The most prevalent comorbidity among the deceased in both waves was diabetes mellitus, followed by hypertension. Other less common comorbidities were coronary artery disease, chronic obstructive pulmonary disease, chronic kidney disease, chronic liver disease, chronic neurological disease, and solid and hematological malignancies. There was a significant difference in both waves with respect to hypertension and coronary artery disease. Both medical comorbidities were more prevalent in the first wave (Figure 2A).
Figure 2
Baseline characteristics of COVID-19 deaths during the first and second waves with comorbidities (A) and deranged laboratory parameters (B).
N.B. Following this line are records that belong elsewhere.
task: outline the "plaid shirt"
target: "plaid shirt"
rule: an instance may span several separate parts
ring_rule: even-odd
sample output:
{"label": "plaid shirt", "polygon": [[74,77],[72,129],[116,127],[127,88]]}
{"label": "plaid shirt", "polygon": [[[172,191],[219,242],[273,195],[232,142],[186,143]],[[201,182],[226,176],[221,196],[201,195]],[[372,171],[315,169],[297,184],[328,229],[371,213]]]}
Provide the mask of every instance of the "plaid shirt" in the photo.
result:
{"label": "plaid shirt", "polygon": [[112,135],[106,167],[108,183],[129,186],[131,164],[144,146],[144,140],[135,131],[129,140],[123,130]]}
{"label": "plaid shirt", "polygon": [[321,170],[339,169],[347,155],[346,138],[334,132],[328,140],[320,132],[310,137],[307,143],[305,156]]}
DM: Diabetes mellitus, HTN: Hypertension, CAD: Coronary artery disease, COPD: Chronic obstructive pulmonary disease, CKD: Chronic kidney disease, CLD: Chronic liver disease, CND: Chronic neurological disease, ALT: Alanine aminotransferase, AST: Aspartate aminotransferase, AKI: Acute kidney injury
The most frequently deranged lab parameter was lymphopenia among the deceased in the first and second waves. Other derangements in lab investigations were raised alanine aminotransferase, aspartate aminotransferase, and leucocytosis. Acute kidney injury, anemia, and thrombocytopenia were widespread among deceased patients. There was a statistically significant difference in both waves with respect to lymphopenia, thrombocytopenia, raised aspartate aminotransferase, and leucocytosis (p<0.05) (Figure 2B).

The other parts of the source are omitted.